Zudem stehe auch der Vogelsbergkreis durch die Auswirkungen des russischen Angriffskriegs gegen die Ukraine, wirtschaftlichen und finanziellen Verwerfungen durch Inflation und Energiekrise, die weiterhin spürbaren Auswirkungen der Corona-Pandemie oder den Kampf gegen den Klimawandel vor besonderen Herausforderungen, die den vollen Einsatz der Kreispolitik verlangen würden. Ein mehrmonatiger Wahlkampf innerhalb der Koalition um das Amt des Landrats könne hierdurch noch größere negative Auswirkungen haben.

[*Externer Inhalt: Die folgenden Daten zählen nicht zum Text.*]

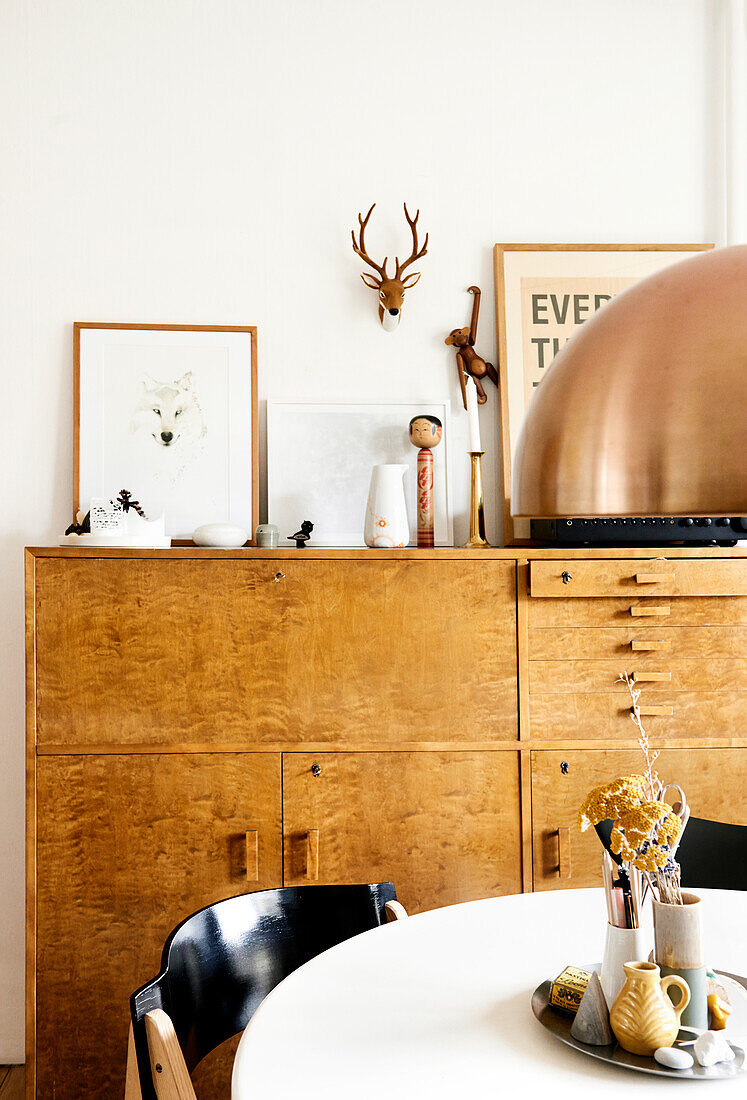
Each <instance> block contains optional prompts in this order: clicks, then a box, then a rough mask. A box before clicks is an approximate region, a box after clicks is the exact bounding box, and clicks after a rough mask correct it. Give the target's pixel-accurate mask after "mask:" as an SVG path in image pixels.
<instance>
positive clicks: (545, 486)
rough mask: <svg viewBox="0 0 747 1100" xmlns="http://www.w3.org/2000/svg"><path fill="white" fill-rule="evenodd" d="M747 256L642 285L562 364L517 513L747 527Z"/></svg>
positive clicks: (536, 421)
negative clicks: (702, 521)
mask: <svg viewBox="0 0 747 1100" xmlns="http://www.w3.org/2000/svg"><path fill="white" fill-rule="evenodd" d="M746 436H747V245H738V246H735V248H729V249H718V250H715V251H710V252H703V253H701V254H699V255H697V256H694V257H693V259H690V260H685V261H683V262H681V263H677V264H672V265H671V266H670V267H667V268H664V270H663V271H661V272H657V273H656V274H655V275H650V276H649V277H648V278H645V279H642V281H641V282H640V283H636V284H635V285H634V286H631V287H629V288H628V289H627V290H625V292H623V293H622V294H619V295H618V296H617V297H616V298H614V299H613V300H612V301H609V303H608V304H607V305H606V306H604V307H603V308H602V309H601V310H600V311H598V312H597V313H595V315H594V316H593V317H592V318H590V319H589V320H587V321H585V322H584V324H583V326H582V327H581V328H580V329H579V331H578V332H576V333H575V334H574V335H573V338H572V339H571V340H569V341H568V343H567V344H565V345H564V346H563V348H562V350H561V351H560V352H559V353H558V355H556V357H554V360H553V361H552V364H551V366H550V367H549V370H548V373H547V376H546V377H545V379H543V381H542V383H541V385H540V386H539V387H538V389H537V393H536V394H535V396H534V398H532V400H531V404H530V406H529V409H528V411H527V415H526V418H525V421H524V426H523V428H521V433H520V436H519V440H518V444H517V448H516V458H515V462H514V476H513V487H512V513H513V515H515V516H530V517H536V518H540V517H558V516H562V517H565V516H568V517H576V516H578V517H595V516H735V515H736V516H747V461H746V456H747V455H746V447H745V439H746Z"/></svg>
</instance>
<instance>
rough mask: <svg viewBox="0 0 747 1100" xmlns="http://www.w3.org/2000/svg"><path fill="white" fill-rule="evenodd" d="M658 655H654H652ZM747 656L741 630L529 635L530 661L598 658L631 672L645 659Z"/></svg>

Man sei sich in der Diskussion bewusst gewesen, dass man als politische Partei auch Verantwortung für eine lebendige Demokratie trage, zu der gehöre, dass es bei Wahlen bestenfalls die Auswahl zwischen mehreren Bewerberinnen und Bewerbern gäbe, zumal die SPD bisher die einzige Partei im Vogelsbergkreis sei, die bei jeder vergangenen Landratswahl einen Kandidaten gestellt habe und mit Manfred Görig auch der aktuelle Landrat SPD-Mitglied sei. Als Teil einer Mehrheitskoalition sei man eben aber auch gefordert, der Verantwortung, die man für die weitere Entwicklung des Landkreises habe, gerecht zu werden, heißt es vonseiten der Sozialdemokraten. "Wir haben uns nach reiflicher Überlegung und Abwägen aller Argumente für Letzteres entschieden. Politik für den Vogelsbergkreis und seine Menschen macht die SPD aber auch weiterhin. Wir werden uns auch zukünftig inhaltlich und personell an entscheidender Stelle in der Kreispolitik einbringen", so Krug. Darüber hinaus konzentriere sich seine Partei darauf, dass es bei der am gleichen Tag stattfindenden Landtagswahl einen Politikwechsel in Hessen gebe und der Vogelsberg wieder durch einen sozialdemokratischen Abgeordneten im Hessischen Landtag vertreten werde. In dem Zusammenhang kündigt die SPD an, dass der SPD-Kreisvorstand Ende September einen Landtagskandidaten nominieren und vorstellen werde.
Abschließend weist Krug laut Mitteilung darauf hin, dass die Entscheidung der SPD, mit keiner eigenen Kandidatur zur Landratswahl anzutreten, frei und selbstbestimmt getroffen worden sei. "Es gab vonseiten der CDU keine Forderung an uns, auf eine Kandidatur zu verzichten. Auch gibt es keine zusätzliche Vereinbarung zu der im veröffentlichten Koalitionsvertrag enthaltenen Regelung zur jetzigen und zukünftigen Besetzung des hauptamtlichen Kreisausschusses. Der Verzicht auf eine Kandidatur ist alleine die aus den geschilderten Beweggründen resultierende freie Entscheidung der SPD."